Bloom guided the subcommittee’s probe of AT&T Inc.’s proposed merger in 2011 with T-Mobile USA, which Kohl opposed. After federal regulators moved to challenge the $39 billion bid, AT&T abandoned the effort, an outcome Bloom later said was one of the subcommittee’s “singular accomplishments” in recent years.
Holland & Knight’s Paul Bock, who was Kohl’s chief of staff from 1997 to 2009 and his counsel to the Senate Judiciary Committee, registered as a lobbyist in February for Comcast. Bock lists antitrust as one of his areas of expertise. Kohl was a longtime member of the antitrust subcommittee.

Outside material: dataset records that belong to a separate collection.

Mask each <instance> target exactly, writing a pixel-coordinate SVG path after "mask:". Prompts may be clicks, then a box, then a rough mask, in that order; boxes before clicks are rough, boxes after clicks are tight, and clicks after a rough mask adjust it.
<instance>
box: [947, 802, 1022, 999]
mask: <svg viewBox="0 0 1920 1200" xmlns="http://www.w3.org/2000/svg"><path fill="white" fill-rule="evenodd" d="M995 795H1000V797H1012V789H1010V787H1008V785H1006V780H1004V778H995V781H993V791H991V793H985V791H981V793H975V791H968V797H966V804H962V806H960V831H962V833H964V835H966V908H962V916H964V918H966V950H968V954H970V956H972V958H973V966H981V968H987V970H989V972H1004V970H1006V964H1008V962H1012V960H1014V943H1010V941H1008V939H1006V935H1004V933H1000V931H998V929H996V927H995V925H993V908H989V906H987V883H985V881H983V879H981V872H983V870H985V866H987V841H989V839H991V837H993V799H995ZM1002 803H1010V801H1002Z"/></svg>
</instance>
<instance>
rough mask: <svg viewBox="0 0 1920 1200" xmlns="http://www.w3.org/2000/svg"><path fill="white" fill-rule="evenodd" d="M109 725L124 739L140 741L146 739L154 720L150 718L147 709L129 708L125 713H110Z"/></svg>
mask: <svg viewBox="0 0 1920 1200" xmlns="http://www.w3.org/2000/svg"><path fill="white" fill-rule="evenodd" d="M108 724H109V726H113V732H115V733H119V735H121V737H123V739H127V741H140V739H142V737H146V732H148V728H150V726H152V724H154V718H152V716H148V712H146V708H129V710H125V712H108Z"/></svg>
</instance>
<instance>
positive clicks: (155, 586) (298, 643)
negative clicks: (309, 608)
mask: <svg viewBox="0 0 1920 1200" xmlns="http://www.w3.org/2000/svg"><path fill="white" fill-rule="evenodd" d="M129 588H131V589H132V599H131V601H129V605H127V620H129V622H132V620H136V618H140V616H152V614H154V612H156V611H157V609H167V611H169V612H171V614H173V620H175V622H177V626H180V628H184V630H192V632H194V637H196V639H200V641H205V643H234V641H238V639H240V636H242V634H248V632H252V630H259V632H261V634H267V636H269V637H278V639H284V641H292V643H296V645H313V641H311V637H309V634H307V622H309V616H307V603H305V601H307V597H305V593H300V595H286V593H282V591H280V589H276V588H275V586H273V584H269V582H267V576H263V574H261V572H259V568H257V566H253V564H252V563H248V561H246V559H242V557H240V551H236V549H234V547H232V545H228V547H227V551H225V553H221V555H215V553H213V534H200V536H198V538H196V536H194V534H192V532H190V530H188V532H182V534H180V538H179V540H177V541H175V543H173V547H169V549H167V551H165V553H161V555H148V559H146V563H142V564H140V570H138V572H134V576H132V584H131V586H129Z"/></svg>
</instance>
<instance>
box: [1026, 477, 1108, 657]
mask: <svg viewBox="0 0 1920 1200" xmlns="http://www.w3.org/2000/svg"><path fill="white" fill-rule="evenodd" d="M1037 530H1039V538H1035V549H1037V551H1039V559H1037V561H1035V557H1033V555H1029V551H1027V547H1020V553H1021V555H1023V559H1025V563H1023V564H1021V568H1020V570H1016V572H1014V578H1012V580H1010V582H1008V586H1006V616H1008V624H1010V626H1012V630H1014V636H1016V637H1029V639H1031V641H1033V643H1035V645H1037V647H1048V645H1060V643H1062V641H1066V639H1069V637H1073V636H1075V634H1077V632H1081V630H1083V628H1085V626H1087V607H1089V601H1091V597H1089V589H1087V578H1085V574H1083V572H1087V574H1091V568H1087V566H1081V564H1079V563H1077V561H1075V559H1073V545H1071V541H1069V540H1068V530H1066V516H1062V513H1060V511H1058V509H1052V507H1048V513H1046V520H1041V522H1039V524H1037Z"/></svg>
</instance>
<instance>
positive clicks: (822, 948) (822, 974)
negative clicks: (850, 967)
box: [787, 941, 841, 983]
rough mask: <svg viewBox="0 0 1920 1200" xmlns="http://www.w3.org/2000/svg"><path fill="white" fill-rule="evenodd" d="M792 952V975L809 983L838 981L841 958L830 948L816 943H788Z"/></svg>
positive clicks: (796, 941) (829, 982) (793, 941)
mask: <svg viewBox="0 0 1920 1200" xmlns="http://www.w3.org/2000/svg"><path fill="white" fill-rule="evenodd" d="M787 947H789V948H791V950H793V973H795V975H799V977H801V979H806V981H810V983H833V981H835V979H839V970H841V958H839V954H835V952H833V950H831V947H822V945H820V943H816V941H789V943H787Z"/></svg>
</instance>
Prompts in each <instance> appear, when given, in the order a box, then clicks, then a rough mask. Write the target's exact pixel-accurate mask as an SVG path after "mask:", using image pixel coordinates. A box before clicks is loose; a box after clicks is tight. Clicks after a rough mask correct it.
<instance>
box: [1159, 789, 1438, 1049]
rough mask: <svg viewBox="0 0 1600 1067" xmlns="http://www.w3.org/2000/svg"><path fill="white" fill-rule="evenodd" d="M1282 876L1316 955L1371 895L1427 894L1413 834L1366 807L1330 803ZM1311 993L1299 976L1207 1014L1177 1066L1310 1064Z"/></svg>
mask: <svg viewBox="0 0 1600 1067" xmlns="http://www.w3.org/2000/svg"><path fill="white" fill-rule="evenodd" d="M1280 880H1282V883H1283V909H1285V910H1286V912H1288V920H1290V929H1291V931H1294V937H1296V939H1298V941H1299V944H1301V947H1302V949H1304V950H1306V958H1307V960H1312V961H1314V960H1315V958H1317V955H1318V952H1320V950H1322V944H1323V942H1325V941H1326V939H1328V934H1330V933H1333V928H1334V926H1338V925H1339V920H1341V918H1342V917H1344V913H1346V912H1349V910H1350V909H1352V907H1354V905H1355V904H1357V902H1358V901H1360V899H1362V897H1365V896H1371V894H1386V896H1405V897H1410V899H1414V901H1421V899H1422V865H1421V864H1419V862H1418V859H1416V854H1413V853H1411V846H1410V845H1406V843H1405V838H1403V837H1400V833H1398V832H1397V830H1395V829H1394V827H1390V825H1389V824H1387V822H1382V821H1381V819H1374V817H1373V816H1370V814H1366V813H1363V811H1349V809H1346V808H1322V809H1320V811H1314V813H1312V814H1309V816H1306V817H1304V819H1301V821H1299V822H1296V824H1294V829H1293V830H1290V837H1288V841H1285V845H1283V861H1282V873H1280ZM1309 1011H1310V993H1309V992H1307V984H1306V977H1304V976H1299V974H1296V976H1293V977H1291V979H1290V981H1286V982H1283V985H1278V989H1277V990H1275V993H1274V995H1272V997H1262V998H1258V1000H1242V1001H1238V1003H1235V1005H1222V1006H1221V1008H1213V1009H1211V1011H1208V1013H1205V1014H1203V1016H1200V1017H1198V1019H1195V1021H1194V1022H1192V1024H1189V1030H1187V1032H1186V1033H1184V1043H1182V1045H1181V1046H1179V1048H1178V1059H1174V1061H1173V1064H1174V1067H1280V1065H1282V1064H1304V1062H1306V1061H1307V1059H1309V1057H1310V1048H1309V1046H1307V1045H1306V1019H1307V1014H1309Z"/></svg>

The addition of Bloom and Bock add antitrust and committee insight to the broad Comcast lobbying machine—which records show spent $18.7 million on lobbying in 2013—ahead of an April 2 hearing on Capitol Hill. The company is expected to face tough questions from at least one member of the Senate Judiciary Committee.
Sen. Al Franken, D-Minn., has voiced concerns about the deal to regulators and the Federal Communications Commission.
Franken told the Justice Department on Wednesday in a letter that he is concerned Comcast could use its broadband market clout to manipulate content and prices. He also said he is worried how the deal would affect what would happen after Comcast’s net neutrality obligations—which the FCC put in place after the company’s acquisition of NBC Universal in 2011—expire in 2018.
“Simply put, the Internet belongs to the people, not to huge corporations,” Franken wrote in the letter to DOJ. “Comcast’s proposed acquisition of Time Warner Cable could disrupt this balance of power, resulting in higher costs and fewer choices for consumers.”